El ambiente se iba caldeando poco a poco. Presagios de tormenta forzaban a la gente a buscar refugio caliente, y el trabajo iba en aumento, pero como mantenía mi esperanza conseguí no abrumarme. Gracias a los cielos, una pareja de soldados de paso por la zona regalaron un bonito colgante a mi hermana. Colocado a contraluz creaba varios arcos de colores, lo justo para mantenerla ocupada hasta que se retirase a dormir.

Deposité una bandeja con jarras, platos y cuencos vacíos en la barra y me giré al oir la puerta, para averiguar quién entraba. Casi tiro todo cuando descubrí esa sonrisa tan cálida en el umbral. ¡ Ha venido ! -grité para mí. Un segundo más tarde detuve en seco a mi semblante, hasta helar la expresión. Le seguía una mujer. Un pinchazo en el pecho se convirtió en una puñalada cuando, instantes de aguda observación más tarde, me confirmaron su increíble belleza. ¡ Jamás podría con algo así ! ¡ Oh, cielos, cielos, ayudadme a desaparecer !

Una mano firme pero suave en mi hombro paró mi carrera hacia mi habitación. Mi madre, por una maldita vez, estuvo acertada conmigo. Generalmente es muy brusca, demasiadas responsabilidades como la mía, supongo, pero esta vez, advirtiendo mi pena, me guió con destreza para evitar una situación ridícula. No tuvo que decir nada, tan sólo me impulsó hacia ellos para atenderles -era mi obligación a fin de cuentas-. Se lo agradecí sinceramente.

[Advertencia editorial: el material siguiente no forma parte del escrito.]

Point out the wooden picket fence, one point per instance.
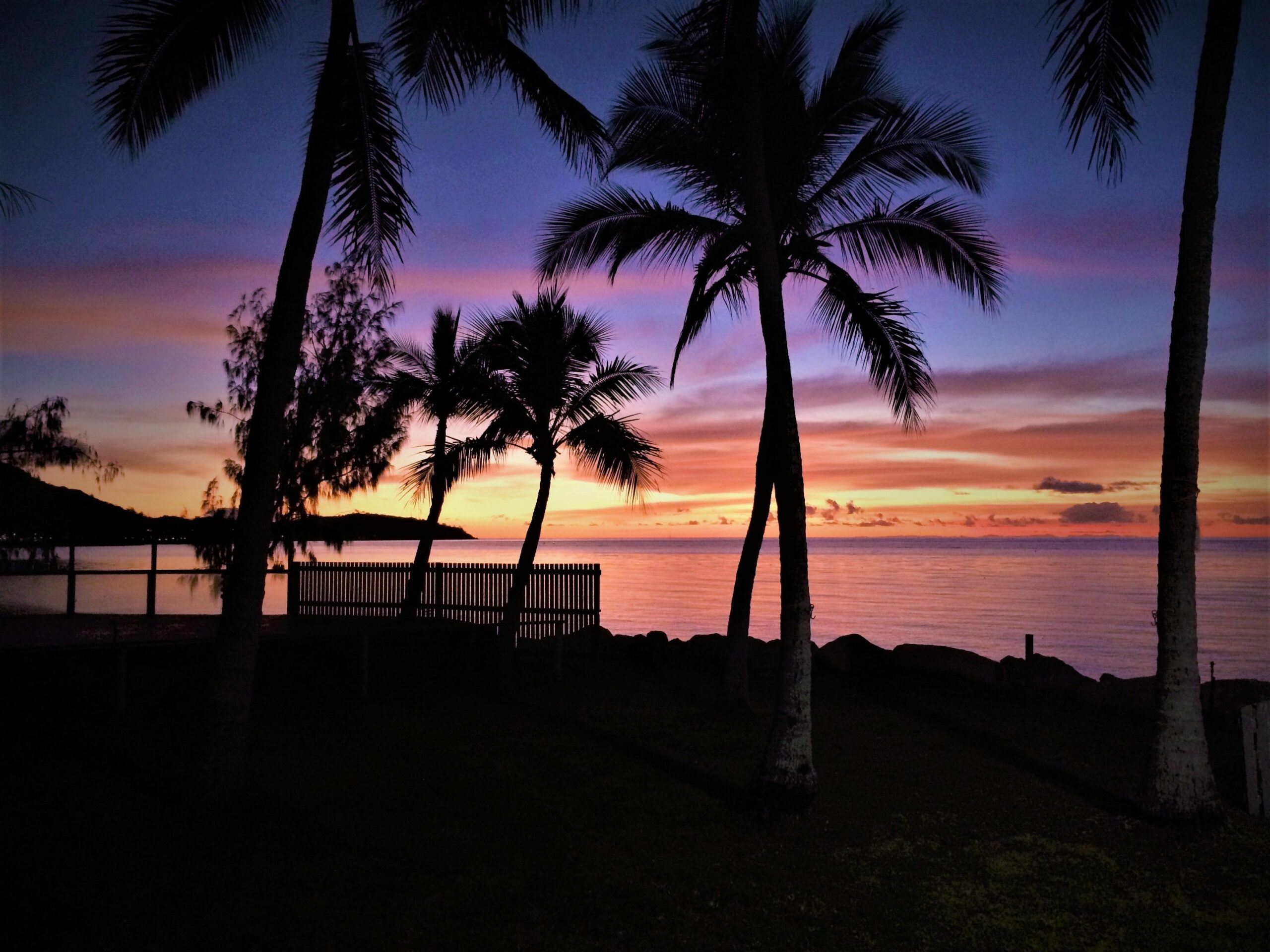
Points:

Giulio, en tanto, tomaba ya posiciones muy satisfecho del numeroso público que tenía reunido. Le daba igual que fuese el mal tiempo y las vísperas de una fiesta muy señalada. En su modestia sólo pensó que era mérito suyo. No contó con la intervención del pequeño cachorro, a quien tal vez ofendió el desprecio de Anade; sin mediar provocación alguna, el perrillo, de un apreciable brinco, clavó sus dientes en la pernera del pantalón del narrador. Este lo recibió con un respingo, muy sorprendido de la osadía del pequeño bicho. Contempló fijamente el añadido de su pierna mientras deslizó una mano dentro de sus ropas, muy despacio; temí por el animal.

Afortunadamente los dueños vieron lo mismo que yo, y se apresuraron a desprenderlo de Giulio. Este volvió a sonreir, ignorando el incidente:

  • Habéis de saber, damas y caballeros, que lo que esta noche vais a escuchar es el relato de algo que ocurrió no hace mucho. Por si alguno tiene aún dudas -exclamó dirigiéndose ahora a la mesa del herrero y el relojero-, repito que esto o-cu-rrió, ¿ estamos ? Formidable, pues. Niña -me increpó- mantén llena la jarra, hoy tengo más frío que otros días.

No tardé en obedecer, mientras mi madre abría varias botellas más para el resto de la clientela, en previsión de las habituales pausas.

-La historía es, esta noche, como sigue:

"En una ciudad muy parecida a esta, no hace demasiado tiempo, se encontraba el maestro de leyes -el juez, como aquí los llamamos- degustando un sabroso y abundante plato de verduras en la taberna local. Era un hombre muy práctico y algo rudo, pues su principal ocupación consistía en mediar en conflictos entre poblaciones. Similar a esta villa, los mayores y casi únicos problemas existían entre los comerciantes distantes y no entre los próximos.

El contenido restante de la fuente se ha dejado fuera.